As the U.S., and parts of the rest of the world, enter an economic recession -- technical, or otherwise -- it ironically could be a boon for the most high-demand media, as well as brand vs. performance advertising. That's the conclusion of a new "recession-proofing" report from a highly-regarded analytics firm specializing in marketing ROI (return on investment).
"While the temptation during a potential recession might be to focus on the short-term, long-term thinking should always be the priority for brands looking to future-proof against challenging times," the analysts at Analytic Partners write in "The Rules of Recession-Proofing" report being released this morning.
"While lower-funnel activities, like search and display, might seem to be the best options for marketers aiming to achieve instant ROI, those kinds of short-term activations underperform their long-term counterparts over time."
The report, which draws on years of marketing ROI analytics, based on billons of dollars of ad spending, also reinforces a classic truism of recessionary cycle marketing: that brands that cut ad spending in categories where their competitors maintain or increase it, historically lose vital market share.
In fact, the analysts have actually computed some math based on studying the history of brands operating in such cycles and it estimates that, on average, a brand will lose nearly 15% of its market if a "similarly-sized competitor doubles its marketing investments" during an economic down cycle.
Overall marketing budgeting aside, the sweet spot of the report is in its recommendations relating to mix, especially its strong case for emphasizing brand-building advertising vs. "performance" marketing and media, the kind known to generate near-term sales, conversions, clicks and other actions.

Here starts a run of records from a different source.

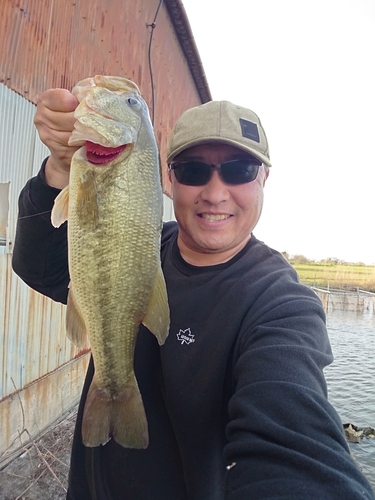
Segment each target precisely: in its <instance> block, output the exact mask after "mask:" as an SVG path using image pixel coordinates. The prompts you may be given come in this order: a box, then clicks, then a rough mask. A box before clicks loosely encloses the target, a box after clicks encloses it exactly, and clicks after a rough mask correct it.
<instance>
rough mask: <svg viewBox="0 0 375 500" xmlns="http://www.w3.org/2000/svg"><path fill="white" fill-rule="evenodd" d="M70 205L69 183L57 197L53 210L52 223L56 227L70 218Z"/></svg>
mask: <svg viewBox="0 0 375 500" xmlns="http://www.w3.org/2000/svg"><path fill="white" fill-rule="evenodd" d="M68 206H69V185H68V186H65V187H64V189H63V190H62V191H61V193H59V194H58V195H57V196H56V198H55V203H54V205H53V208H52V212H51V223H52V225H53V226H54V227H60V226H61V224H62V223H63V222H65V221H66V220H68Z"/></svg>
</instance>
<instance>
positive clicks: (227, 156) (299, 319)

Marketers who heed that advice could help turn a tide of overall ad industry spending toward search, social and other performance-oriented media and shift spending back toward media -- especially traditional TV, streaming and online video -- known to help build brands over time.
The report, however, notes that the quality of the creative messaging in TV and video advertising, is a big factor in that equation, contributing an estimated "two-thirds" of the impact of ad campaigns for the brands using the media.
Other key findings in the report include an ongoing rise in the share of "targeted media" (currently 75% of all media options, up from 55% five years ago), and that "contextual targeting" -- the kind that leverages the context of the medium and its content vs. the identity and/or behavior of the audience -- is "1.2 to 2.5 times more effective than other forms of advertising."
The report's bottom line is that brands that "play the long game" during a recessionary cycle have the "best odds of success" coming out of it.
"While lower-funnel activities, like search and display, might seem to be the best options for marketers aiming to achieve instant ROI, those kinds of short-term activations underperform their long-term counterparts over time," the report concludes.